Pulsar Function CRD configurations

This document lists CRD configurations available for Pulsar Functions. The CRD configurations for Pulsar Functions consist of Function configurations and common CRD configurations.

Function configurations

This table lists Pulsar Function configurations.

FieldDescription
nameThe name of a Pulsar Function.
classnameThe class name of a Pulsar Function.
tenantThe tenant of a Pulsar Function.
namespaceThe Pulsar namespace of a Pulsar Function.
clusterNameThe Pulsar cluster of a Pulsar Function.
replicasThe number of instances that you want to run this Pulsar Function. By default, the replicas is set to 1.
maxReplicasThe maximum number of Pulsar instances that you want to run for this Pulsar Function. When the value of the maxReplicas parameter is greater than the value of replicas, it indicates that the Functions controller automatically scales the Pulsar Functions based on the CPU usage. By default, maxReplicas is set to 0, which indicates that auto-scaling is disabled.
timeoutThe message timeout in milliseconds.
deadLetterTopicThe topic where all messages that were not processed successfully are sent. This parameter is not supported in Python Functions.
funcConfigPulsar Functions configurations in YAML format.
logTopicThe topic to which the logs of a Pulsar Function are produced.
autoAckWhether or not the framework acknowledges messages automatically. This field is required. You can set it to true or false.
maxMessageRetryHow many times to process a message before giving up.
processingGuaranteeThe processing guarantees (delivery semantics) applied to the function. Available values: atleast_once, atmost_once, effectively_once.
forwardSourceMessagePropertyConfigure whether to pass message properties to a target topic.
retainOrderingFunction consumes and processes messages in order.
retainKeyOrderingConfigure whether to retain the key order of messages.
subscriptionNamePulsar Functions' subscription name if you want a specific subscription name for the input-topic consumer.
cleanupSubscriptionConfigure whether to clean up subscriptions.
subscriptionPositionThe subscription position.

Annotations

In Kubernetes, an annotation defines an unstructured Key Value Map (KVM) that can be set by external tools to store and retrieve metadata. annotations must be a map of string keys and string values. Annotation values must pass Kubernetes annotations validation. For details, see Kubernetes documentation on Annotations.

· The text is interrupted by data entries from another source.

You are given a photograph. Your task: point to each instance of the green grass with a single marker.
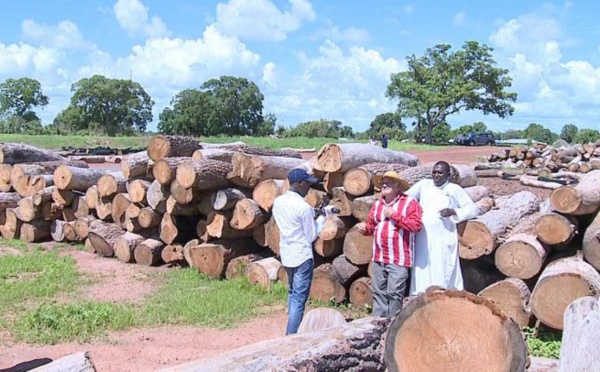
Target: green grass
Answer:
(56, 142)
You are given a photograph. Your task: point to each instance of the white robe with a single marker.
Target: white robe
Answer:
(436, 246)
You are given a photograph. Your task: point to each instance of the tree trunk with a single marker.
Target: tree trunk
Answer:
(479, 237)
(512, 297)
(103, 237)
(212, 258)
(361, 293)
(148, 252)
(265, 192)
(358, 248)
(161, 147)
(578, 200)
(562, 282)
(521, 256)
(435, 332)
(204, 174)
(343, 157)
(14, 153)
(263, 272)
(579, 350)
(356, 346)
(247, 215)
(77, 179)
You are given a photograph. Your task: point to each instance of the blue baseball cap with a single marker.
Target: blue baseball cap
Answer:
(299, 174)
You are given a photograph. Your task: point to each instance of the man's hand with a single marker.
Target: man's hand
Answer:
(447, 212)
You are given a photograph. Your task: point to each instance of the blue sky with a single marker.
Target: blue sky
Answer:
(312, 60)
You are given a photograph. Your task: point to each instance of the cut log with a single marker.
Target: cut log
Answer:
(361, 294)
(358, 248)
(252, 169)
(161, 147)
(148, 252)
(265, 192)
(203, 174)
(582, 325)
(343, 157)
(521, 256)
(212, 258)
(247, 215)
(436, 332)
(555, 229)
(512, 297)
(35, 231)
(562, 282)
(479, 237)
(103, 237)
(78, 179)
(355, 346)
(263, 272)
(578, 200)
(14, 153)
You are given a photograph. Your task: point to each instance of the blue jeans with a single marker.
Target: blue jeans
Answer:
(299, 280)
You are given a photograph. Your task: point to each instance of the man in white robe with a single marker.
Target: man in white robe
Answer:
(444, 205)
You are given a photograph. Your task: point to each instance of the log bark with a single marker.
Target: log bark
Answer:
(103, 237)
(479, 237)
(356, 346)
(203, 174)
(14, 153)
(252, 169)
(263, 272)
(512, 297)
(148, 252)
(578, 351)
(161, 147)
(562, 282)
(425, 335)
(578, 200)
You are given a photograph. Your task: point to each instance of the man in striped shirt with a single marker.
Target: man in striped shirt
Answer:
(393, 221)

This example shows how to use an annotation to make an object unmanaged. Therefore, the Controller will skip reconciling unmanaged objects in reconciliation loop.

apiVersion: compute.functionmesh.io/v1alpha1
kind: Function
metadata:
annotations:
compute.functionmesh.io/managed: "false"

Images

This section describes image options available for Pulsar Function, source, sink and Function Mesh CRDs.

Base runner

The base runner is an image base for other runners. The base runner is located at ./pulsar-functions-base-runner. The base runner image contains basic tool-chains like /pulsar/bin, /pulsar/conf and /pulsar/lib to ensure that the pulsar-admin CLI tool works properly to support Apache Pulsar Packages.

Runner images

Function Mesh uses runner images as images of Pulsar functions and connectors. Each runner image only contains necessary tool-chains and libraries for specified runtime.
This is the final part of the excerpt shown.